Example: >>> # Using channel_names from NgffImage (e.g., from OME-TIFF) >>> image = to_ngff_image(data, dims=[“c”, “z”, “y”, “x”]) >>> image.channel_names = [“DAPI”, “GFP”, “RFP”] >>> omero = compute_omero_from_ngff_image(image) >>> omero.channels[0].label # “DAPI”
>>> # Explicit labels override channel_names >>> omero = compute_omero_from_ngff_image( ... image, labels=["Red", "Green", "Blue"] ... ) >>> omero.channels[0].label # "Red"
- ngff_zarr.compute_omero._select_image_for_omero_stats(
- multiscales: NgffMultiscales,
Select the best image level for OMERO statistics computation.
For large multi-level images (e.g. whole-slide images), using the full resolution level with Dask’s approximate percentile algorithm gives very inaccurate results because most chunks contain only uniform background pixels. The per-chunk percentile of a background chunk is near the maximum value, causing the merged 2% quantile to be vastly overestimated.
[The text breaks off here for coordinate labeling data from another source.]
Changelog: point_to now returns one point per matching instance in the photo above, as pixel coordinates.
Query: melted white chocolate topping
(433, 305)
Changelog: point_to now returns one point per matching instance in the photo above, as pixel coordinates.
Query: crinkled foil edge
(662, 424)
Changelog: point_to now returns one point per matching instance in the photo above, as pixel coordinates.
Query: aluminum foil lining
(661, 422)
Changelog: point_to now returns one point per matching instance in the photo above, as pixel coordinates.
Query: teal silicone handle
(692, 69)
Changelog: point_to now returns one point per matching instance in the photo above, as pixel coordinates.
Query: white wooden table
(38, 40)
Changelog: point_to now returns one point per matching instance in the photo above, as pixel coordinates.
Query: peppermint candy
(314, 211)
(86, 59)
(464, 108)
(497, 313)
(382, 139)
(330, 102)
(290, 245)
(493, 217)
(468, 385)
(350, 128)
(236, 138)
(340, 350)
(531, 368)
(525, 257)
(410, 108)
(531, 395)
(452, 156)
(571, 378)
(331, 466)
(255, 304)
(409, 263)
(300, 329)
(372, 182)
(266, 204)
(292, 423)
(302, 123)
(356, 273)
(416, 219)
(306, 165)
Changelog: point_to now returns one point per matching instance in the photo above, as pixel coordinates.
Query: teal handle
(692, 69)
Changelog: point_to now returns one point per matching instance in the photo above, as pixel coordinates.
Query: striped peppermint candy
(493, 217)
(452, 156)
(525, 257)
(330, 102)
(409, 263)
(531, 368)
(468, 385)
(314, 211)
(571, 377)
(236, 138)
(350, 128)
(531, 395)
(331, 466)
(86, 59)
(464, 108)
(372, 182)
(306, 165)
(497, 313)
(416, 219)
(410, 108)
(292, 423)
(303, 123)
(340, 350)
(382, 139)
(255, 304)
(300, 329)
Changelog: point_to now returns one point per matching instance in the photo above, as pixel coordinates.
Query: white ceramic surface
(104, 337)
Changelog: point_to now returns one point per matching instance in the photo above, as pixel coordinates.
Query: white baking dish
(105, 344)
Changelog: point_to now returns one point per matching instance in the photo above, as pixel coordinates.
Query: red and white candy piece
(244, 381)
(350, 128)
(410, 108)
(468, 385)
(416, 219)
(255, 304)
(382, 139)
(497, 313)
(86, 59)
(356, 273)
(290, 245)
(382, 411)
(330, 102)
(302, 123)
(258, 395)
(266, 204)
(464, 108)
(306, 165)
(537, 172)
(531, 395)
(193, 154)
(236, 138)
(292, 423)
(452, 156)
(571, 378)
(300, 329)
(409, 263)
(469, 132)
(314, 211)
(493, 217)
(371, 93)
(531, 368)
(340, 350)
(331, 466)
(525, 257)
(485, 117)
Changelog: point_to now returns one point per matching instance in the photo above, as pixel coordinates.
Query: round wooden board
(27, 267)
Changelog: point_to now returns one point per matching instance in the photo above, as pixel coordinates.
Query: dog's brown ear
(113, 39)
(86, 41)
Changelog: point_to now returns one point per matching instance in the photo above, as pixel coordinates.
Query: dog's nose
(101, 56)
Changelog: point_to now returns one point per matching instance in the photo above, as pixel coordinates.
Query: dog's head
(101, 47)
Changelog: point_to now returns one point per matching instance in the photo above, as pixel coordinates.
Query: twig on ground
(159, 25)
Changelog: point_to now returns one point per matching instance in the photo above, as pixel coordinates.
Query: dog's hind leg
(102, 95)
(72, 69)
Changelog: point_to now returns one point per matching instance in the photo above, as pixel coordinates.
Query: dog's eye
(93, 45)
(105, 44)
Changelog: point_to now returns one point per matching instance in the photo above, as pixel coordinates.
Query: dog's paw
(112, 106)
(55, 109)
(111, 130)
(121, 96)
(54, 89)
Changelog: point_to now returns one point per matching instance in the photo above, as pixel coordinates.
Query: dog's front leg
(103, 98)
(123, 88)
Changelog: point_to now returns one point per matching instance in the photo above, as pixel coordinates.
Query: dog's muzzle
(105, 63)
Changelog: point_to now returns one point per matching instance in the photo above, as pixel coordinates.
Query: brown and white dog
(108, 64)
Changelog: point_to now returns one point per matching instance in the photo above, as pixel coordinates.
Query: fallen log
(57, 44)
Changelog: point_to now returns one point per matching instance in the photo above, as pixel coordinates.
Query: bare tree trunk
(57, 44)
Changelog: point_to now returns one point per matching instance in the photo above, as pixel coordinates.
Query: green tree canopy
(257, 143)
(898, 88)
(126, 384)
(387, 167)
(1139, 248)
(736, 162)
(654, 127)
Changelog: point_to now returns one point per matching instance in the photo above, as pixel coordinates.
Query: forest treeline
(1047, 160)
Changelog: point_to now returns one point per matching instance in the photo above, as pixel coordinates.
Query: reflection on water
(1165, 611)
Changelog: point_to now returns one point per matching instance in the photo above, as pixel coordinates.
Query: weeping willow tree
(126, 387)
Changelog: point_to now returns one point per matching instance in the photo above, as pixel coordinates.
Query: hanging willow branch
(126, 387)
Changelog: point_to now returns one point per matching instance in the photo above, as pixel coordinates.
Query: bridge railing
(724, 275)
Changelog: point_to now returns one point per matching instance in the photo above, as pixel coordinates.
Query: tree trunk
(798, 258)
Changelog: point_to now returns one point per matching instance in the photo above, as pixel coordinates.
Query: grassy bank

The lowest-resolution level contains the same pixel value distribution (just spatially downsampled), but has far fewer chunks, so the approximate percentile is much more accurate. As a heuristic, any level with more than 1 M spatial pixels in the x/y plane is considered “large” and we step down through the pyramid until we find a level that is small enough.
Args: multiscales: The NgffMultiscales object whose images to search.
Returns: The selected NgffImage level.
- ngff_zarr.compute_omero.compute_omero_from_multiscales(
- multiscales: ngff_zarr.multiscales.NgffMultiscales,
- quantiles: tuple[float, float] = (0.02, 0.98),
- colors: collections.abc.Sequence[str] | None = None,
- labels: collections.abc.Sequence[str] | None = None,
- dense: bool = False,
Compute OMERO metadata from a NgffMultiscales object.
This is a convenience function that computes OMERO metadata from the multiscales pyramid.
For small images the highest-resolution level is used (most accurate). For large images (e.g. whole-slide images with > 1 M spatial pixels) the lowest-resolution level with at least 256x256 spatial pixels is used instead. Dask’s approximate percentile algorithm is much more accurate on a small, representative image than on a very large one where most chunks contain only background pixels.
Uses memory-efficient computation that processes data in chunks. This makes it safe to use with very large datasets without risk of memory exhaustion.
Args: multiscales: The NgffMultiscales object to compute metadata for quantiles: Tuple of (low, high) quantile values for the display window. colors: Optional list of hex color strings for each channel. labels: Optional list of label strings for each channel. dense: If True, use histogram-based dense sampling for exact quantile computation over the full data. If False (default), use Dask’s approximate percentile algorithm.
Returns: Omero metadata with computed window parameters for each channel.